Suppose $a,b>0$ are contants and $F$ is a non-constant function such that $F(z+a)=F(z)$ and $F(z+ib)=F(z)$. Prove $F$ is not analytic in the rectangle $0\leq a \leq b$ and $0\leq y \leq b$
I don't see how I'd apply Liouville (requirements are bounded+analytic).
I know bounded+analytic imply constant, but does non-constant imply unbounded+non-analytic?

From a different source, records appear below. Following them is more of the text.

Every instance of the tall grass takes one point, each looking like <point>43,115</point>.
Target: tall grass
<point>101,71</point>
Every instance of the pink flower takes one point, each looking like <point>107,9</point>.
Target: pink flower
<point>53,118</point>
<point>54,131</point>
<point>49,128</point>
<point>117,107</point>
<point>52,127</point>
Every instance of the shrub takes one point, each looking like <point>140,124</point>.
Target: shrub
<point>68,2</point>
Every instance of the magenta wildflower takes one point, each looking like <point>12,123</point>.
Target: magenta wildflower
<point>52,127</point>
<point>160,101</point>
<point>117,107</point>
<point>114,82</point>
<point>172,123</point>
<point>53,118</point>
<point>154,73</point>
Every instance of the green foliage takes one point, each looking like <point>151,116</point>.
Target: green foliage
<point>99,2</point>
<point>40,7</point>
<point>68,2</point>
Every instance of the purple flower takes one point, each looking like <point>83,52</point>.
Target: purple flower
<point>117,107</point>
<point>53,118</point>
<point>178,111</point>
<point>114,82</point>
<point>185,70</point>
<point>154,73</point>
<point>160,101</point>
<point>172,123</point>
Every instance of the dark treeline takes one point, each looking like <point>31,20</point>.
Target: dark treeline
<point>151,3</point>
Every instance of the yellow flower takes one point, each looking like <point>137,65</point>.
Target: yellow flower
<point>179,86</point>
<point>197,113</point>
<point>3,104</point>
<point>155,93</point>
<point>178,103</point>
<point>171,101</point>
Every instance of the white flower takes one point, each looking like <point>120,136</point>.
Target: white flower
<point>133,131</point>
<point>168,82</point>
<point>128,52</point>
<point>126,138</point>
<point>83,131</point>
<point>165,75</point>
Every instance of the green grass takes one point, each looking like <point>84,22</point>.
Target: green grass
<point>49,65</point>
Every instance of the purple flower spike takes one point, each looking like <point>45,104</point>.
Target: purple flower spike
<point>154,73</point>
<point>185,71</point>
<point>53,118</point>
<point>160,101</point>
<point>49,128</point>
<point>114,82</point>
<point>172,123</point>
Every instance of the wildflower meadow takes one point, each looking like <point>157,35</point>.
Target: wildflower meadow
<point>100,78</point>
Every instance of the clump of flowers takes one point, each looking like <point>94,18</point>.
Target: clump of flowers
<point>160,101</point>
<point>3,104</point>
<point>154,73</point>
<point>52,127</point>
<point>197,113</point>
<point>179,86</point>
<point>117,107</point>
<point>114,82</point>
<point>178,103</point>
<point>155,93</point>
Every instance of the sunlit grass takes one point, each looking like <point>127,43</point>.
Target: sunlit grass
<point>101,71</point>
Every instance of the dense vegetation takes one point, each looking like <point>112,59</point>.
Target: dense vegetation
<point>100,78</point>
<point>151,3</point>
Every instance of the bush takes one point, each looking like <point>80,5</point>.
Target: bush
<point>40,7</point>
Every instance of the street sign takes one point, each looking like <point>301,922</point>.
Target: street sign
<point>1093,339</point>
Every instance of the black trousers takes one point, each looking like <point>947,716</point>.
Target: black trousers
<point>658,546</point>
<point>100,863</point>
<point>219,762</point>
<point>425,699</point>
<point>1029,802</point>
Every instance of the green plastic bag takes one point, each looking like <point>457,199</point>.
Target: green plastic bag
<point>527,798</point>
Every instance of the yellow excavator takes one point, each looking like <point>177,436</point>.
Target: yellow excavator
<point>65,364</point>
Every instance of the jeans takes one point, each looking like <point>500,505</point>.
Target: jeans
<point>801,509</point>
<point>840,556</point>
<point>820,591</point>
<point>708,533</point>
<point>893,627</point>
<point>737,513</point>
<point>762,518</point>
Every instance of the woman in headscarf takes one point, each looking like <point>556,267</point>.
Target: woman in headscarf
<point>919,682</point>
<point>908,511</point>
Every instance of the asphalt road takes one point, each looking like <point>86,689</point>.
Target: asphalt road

Since there is still some confusion after the comment of @carmichael561. Suppose $F$ is analytic for all $z=x+iy$ with $0\leq x \leq a$ and $0\leq y \leq b$. Since $F$ is analytic it is also continous so $\vert F(z) \vert$ will obtain it's maximum on $z_0$ in this rectangle. Say $\vert F(z_0) \vert=M$. Now for arbitrary $z \in \mathbb{C}$ you find $m,n \in \mathbb{Z}$, s.t. $z=x+iy=x'+an+(y'+mb)i$ with $0\leq x'\leq a$ and $0\leq y'\leq b$.
Now by the functional equation that is satisfied by $F$ you get
$$ \vert F(x+iy)\vert=\vert F(x'+iy')\vert\leq M $$
so $F$ is bounded. Now use Liouville.